But two months on, the trade agenda is faltering. Last night it wasn't clear whether the administration would secure a free-trade pact with South Korea in time to submit the deal to Congress before its fast-track negotiating authority expires. What is clear is that the administration has not been able to persuade Congress to extend fast track, which is essential for the completion of the far more important Doha round of global trade talks.

Mishel is not the only economist who welcomes this "strategic" logjam. Harvard's Dani Rodrik, a long-standing globalization skeptic, argued recently that "closed markets may have been a fundamental problem during the 1950s and 1960s; it is hard to believe they still are." But this complacency is wrong. The Peterson Institute for International Economics calculates that the removal of remaining trade barriers would boost U.S. income by $500 billion a year. Whether or not you accept this particular number, there's no doubt further liberalization can unlock huge benefits.

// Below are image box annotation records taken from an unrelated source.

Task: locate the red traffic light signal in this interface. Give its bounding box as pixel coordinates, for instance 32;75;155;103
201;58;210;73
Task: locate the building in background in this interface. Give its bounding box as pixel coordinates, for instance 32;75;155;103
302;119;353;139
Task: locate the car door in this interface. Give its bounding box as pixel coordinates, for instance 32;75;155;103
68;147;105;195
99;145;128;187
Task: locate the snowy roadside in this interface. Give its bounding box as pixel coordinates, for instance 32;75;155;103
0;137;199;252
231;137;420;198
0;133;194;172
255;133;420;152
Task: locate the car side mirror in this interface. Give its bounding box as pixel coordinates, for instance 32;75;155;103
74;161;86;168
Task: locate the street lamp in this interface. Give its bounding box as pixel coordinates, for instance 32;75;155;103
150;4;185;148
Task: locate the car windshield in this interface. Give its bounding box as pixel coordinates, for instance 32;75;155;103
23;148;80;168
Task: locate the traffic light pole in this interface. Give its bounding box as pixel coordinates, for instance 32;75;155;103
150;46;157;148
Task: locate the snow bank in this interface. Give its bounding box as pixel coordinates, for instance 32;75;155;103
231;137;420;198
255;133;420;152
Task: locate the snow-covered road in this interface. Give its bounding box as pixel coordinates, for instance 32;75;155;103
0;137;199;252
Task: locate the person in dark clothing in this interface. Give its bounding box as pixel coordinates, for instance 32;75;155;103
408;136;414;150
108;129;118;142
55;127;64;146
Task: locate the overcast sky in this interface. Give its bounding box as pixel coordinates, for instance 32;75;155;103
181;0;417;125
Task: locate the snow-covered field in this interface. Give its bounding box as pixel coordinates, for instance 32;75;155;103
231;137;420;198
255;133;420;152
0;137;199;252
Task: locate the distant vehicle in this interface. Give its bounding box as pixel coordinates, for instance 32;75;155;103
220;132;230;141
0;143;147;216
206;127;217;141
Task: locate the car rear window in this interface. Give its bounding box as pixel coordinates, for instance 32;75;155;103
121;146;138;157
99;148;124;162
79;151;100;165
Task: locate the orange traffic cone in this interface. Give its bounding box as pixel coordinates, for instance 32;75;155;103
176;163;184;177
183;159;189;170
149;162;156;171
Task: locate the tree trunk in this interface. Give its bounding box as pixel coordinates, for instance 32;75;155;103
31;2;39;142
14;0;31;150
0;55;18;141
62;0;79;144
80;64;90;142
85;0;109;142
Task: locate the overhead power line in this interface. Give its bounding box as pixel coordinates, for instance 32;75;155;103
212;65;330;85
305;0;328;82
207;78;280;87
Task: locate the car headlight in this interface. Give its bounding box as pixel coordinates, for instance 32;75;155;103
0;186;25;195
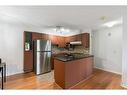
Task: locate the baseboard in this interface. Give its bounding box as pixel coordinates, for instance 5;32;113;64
94;67;122;75
121;83;127;88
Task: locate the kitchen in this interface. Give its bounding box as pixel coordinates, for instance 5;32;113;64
24;27;93;88
0;7;123;89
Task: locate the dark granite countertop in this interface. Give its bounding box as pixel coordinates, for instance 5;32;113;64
55;53;93;62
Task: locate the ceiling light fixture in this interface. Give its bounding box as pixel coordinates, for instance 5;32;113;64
103;20;122;28
54;26;70;34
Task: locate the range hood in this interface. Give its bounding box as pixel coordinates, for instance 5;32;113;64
70;41;82;45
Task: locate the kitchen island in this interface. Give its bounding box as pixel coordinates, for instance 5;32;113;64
54;53;93;89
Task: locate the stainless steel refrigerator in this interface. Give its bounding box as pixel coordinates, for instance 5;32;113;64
34;40;51;75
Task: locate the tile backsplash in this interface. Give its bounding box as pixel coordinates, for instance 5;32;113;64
52;46;89;54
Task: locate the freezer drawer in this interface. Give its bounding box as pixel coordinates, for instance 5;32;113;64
34;52;51;74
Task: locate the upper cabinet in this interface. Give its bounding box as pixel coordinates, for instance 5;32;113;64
57;36;66;47
82;33;90;48
32;32;42;40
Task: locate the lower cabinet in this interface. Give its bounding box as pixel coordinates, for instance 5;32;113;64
54;57;93;89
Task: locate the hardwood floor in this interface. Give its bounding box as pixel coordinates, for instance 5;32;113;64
4;69;124;89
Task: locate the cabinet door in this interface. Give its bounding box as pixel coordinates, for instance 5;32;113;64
65;37;70;43
32;32;42;40
24;31;33;72
57;36;66;47
49;35;58;44
82;33;90;48
75;34;82;41
42;34;50;40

But that's not the only reason to resist "strategic pause" protectionists. If the United States refuses to do new trade deals, its partners will push ahead with agreements among themselves, reducing tariffs for each other's products while shutting out American ones. And if they are denied a chance to gain access to U.S. markets via negotiation, foreigners will seek it via litigation.

We know this is possible. As Harvard's Robert Z. Lawrence points out in a new paper for the Council on Foreign Relations, other countries have brought a string of successful cases against the United States before World Trade Organization tribunals. In one celebrated instance, Brazil complained that U.S. subsidies depress world prices for cotton, injuring producers in Brazil as well as in extremely poor West African countries. After losing that case, the United States canceled millions of dollars of subsidies.

The Brazil precedent shows that other U.S. farm payments are vulnerable. Daniel A. Sumner of the University of California at Davis, who advised Brazil on cotton, calculates that U.S. subsidies for corn, rice and wheat have similarly injured foreign farmers. While the Doha talks progressed, no developing country was interested in paying lawyers to bring further agricultural cases. If Doha is dead, follow-up is likely.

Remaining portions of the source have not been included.